Justin, Epitome of the Philippic History of Pompeius Trogus
But Darius, after such an extraordinary proof of his father’s affection, conceived the design of killing him. He would have been bad enough, if he had meditated the murder alone, but he became so much the worse, by enticing fifty of his brothers to participate in his crime - making them parricides too. It was miraculous that, among so many involved, the assassination should not only have been plotted, but concealed, and that of fifty children there was not one who respected their father’s dignity, or had reverence for an old man, or gratitude for paternal kindness; nothing could deter them from so horrible a purpose. Was the name of ‘father’ so cheap among so many sons? With such a retinue Artaxerxes should have been protected from all his foes; instead, surrounded by his treacherous sons, he was in less danger from his enemies than from his sons.
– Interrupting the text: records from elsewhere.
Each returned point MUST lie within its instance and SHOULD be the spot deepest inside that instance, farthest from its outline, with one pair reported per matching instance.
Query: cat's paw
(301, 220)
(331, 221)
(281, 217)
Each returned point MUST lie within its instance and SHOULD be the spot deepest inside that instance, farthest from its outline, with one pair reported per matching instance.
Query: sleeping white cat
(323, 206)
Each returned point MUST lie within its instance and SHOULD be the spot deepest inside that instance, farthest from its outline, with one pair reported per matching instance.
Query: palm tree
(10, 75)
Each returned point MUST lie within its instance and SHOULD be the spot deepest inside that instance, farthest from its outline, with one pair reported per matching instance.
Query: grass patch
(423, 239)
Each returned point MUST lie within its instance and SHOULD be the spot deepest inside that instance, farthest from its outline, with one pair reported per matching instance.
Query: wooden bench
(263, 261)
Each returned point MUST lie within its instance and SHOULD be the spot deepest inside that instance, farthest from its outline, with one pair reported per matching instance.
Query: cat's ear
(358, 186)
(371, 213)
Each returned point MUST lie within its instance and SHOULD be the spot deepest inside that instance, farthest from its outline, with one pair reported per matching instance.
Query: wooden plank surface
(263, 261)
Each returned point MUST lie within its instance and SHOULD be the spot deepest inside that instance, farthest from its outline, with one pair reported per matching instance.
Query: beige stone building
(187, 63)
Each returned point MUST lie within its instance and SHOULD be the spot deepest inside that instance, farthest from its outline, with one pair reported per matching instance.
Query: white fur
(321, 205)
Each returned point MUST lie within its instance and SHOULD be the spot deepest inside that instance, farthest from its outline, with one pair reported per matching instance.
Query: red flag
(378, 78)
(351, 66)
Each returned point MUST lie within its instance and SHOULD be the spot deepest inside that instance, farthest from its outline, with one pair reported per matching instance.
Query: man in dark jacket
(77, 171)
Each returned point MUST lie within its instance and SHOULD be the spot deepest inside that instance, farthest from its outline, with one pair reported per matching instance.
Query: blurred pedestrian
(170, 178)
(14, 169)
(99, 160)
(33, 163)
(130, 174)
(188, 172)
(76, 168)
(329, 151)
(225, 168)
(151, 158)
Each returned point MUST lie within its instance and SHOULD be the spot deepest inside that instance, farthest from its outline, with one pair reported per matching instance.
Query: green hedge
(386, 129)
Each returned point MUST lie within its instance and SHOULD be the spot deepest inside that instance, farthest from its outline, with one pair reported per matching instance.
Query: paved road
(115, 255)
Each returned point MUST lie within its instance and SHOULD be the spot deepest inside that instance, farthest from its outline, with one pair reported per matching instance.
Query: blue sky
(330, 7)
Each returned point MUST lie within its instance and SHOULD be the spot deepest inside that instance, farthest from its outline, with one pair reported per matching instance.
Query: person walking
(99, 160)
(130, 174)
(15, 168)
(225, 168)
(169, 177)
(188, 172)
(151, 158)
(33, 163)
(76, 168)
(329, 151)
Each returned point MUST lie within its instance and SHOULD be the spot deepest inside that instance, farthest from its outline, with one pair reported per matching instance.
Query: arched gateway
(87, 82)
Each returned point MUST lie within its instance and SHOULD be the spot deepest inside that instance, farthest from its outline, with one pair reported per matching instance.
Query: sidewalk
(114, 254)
The motive of the anticipated parricide was even more atrocious than the crime itself; for after Cyrus [the Younger] was killed in the war against his brother. . ., Artaxerxes [II] had married Aspasia, the concubine of Cyrus; and Darius had required that his father should hand her over to him just as he had handed him the crown. Artaxerxes, typically indulging his children, said at first that he would do so, but afterwards he changed his mind, and in order to plausibly refuse what he had thoughtlessly promised, he made her a priestess of the sun, an office which obliged her to life-long chastity. The young Darius, being incensed at this, broke into an outburst of quarrels with his father, and subsequently entered into this conspiracy with his brothers. But while he was plotting his father’s destruction, he was discovered and apprehended with his accomplices, and paid the penalty of his crime to the gods who avenge paternal authority. The wives and children of all the conspirators were also put to death, to eliminate every last trace of this wickedness. Soon after this Artaxerxes died of a malady brought on by grief, having been more successful as a king than as a father.
The kingdom now passed to Ochus [Artaxerxes III] who, fearing a similar conspiracy, filled the palace with his family’s blood and with the slaughter of his most prominent courtiers. Nothing moved him to compassion - not family-bonds, not sex, not age. He simply did not want to be thought weaker than his murderous brothers.